In other, less tongue-in-cheek words, Fissile lends developers a few decorators and run-time config options that improve legibility, scalability, and testability in complex Django sites.
It makes Django a more manageable place.
I’ve recently been working with a codebase that’s very mature. The data layer is very difficult to change because there is no abstraction at all and the ORM code is sprinkled throughout the view methods and anywhere else it’s needed. Running the entire test suite spans the better part of a lunch break because nearly every test is an integration test involving the code and the database.
This project, Fissile, is a result of my brainstorming about a possible path forward for this codebase.
The goal of this project is to magnify the benefits of moving toward a better architectural pattern. The hard work of separating out the data access code will still be a pain, but, with Fissile, the benefit of the split into frontend and backend comes at very little additional cost, so the gains in maintainability and testability will coincide with a drastic performance improvement.
What I’m suggesting for this project and for others like it is that the developers go through their code and replace any database-accessing code with a call to a function or method whose name pretty accurately describe what’s actually happening. And that function can/should/will pretty much just wrap the original database-accessing code. That’s step #1. For my use-case, I suspect this will speed tests by at least 50%.
Splitting these functions off into modules that make sense is fine, but the big idea is just hiding the implementation details about the data storage and query mechanism behind functions that don’t leak any details about how things work behind the scenes.
So, where a view method might look like this:
def my_view():
return JsonResponse(
to_serializable(
ThingModel.object.get(
param1: 'this'
)
)
)
I advocate moving toward a pattern like this:
def lkp_thing(p1):
return to_serializable((
ThingModel.object.get(
param1: p1
)
)
def my_view():
return JsonResponse(lkp_thing('this'))
From a system-overview perspective, the before-pic looks like this:
This is a database-as-center-of-the-universe architecture. It works, but it's suboptimal because:
- All tests for view methods require a database.

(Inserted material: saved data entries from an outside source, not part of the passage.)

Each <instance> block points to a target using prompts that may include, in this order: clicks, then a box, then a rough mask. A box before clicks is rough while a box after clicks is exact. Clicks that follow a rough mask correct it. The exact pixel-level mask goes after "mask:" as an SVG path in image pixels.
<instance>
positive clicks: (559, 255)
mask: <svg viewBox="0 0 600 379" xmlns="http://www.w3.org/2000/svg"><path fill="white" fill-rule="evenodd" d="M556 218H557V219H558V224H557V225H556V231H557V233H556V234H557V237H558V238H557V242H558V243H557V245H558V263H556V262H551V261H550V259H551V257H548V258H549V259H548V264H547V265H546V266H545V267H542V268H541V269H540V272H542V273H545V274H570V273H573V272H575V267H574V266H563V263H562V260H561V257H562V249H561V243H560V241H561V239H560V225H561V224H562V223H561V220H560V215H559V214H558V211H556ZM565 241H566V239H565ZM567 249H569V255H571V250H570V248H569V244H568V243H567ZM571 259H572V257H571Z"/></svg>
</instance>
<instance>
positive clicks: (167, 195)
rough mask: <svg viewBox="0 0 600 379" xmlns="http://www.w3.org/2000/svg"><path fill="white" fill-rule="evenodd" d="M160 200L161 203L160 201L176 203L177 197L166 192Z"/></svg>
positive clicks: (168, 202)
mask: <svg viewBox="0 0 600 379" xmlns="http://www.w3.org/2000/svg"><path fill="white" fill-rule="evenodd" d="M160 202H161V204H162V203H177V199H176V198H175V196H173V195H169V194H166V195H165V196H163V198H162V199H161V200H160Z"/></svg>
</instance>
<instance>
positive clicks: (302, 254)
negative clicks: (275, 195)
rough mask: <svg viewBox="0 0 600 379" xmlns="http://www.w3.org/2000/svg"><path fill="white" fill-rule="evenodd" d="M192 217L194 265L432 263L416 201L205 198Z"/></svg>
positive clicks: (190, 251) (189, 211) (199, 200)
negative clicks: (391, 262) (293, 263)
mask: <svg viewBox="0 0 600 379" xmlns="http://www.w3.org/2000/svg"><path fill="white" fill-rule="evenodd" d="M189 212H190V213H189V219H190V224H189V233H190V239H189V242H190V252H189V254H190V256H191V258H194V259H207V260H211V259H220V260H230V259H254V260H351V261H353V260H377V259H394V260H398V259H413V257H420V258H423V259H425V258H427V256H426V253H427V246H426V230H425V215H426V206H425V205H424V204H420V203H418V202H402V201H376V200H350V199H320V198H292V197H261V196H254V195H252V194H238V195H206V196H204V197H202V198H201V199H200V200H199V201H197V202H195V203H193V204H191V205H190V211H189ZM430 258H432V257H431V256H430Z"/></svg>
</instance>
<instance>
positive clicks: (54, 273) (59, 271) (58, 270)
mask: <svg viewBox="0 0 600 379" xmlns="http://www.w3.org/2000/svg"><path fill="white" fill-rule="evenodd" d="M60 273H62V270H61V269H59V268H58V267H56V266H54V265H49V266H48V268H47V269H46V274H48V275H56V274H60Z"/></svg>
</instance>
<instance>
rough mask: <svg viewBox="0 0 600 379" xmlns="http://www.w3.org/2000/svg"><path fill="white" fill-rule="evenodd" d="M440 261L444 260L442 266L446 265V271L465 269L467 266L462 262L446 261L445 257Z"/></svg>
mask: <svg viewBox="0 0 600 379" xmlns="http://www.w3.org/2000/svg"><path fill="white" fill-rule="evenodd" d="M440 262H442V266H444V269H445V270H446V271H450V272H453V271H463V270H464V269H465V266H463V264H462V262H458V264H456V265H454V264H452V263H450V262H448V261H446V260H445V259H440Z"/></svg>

- there end up being a lot of duplicate or very similar queries in the code making some types of changes very difficult
- cpu-intensive data processing tasks are competing for system resources against template rendering code
When you add a layer of abstraction around the database access code, the first thing that happens is that all the duplicate, and often just similar, queries get transformed into calls to a single function or method. The next thing happens is that it becomes possible to change the behavior of the data layer at every place that query had been made by simply updating the single new method.
So the after-pic of this change looks like this:
This is the point where it begins to make sense to use Fissile.
To use Fissile to split the codebase into frontend and backend servers, simply add the
@fissile.func decorator
to all those data layer functions.
Then, in your settings file, you’ll set FISSILE_EXEC_MODE to ‘frontend’ and set FISSILE_MODULES to a list of any modules that contain fissile-decorated functions.
To run the backend server, simply run ‘fissile-server’
That’s it.
At this point, the system architecture overview looks like this:
In the context of the example code above, it looks like this:
@fissile.func
def serialized_lkp_thing(p1):
return to_serializable(
ThingModel.object.get(
param1: p1
)
)
def my_view():
return JsonResponse(serialized_lkp_thing('this'))
The goal of this project is to grease the righteous path. It’s like the broom guys in olympic curling except it’s for software architecture.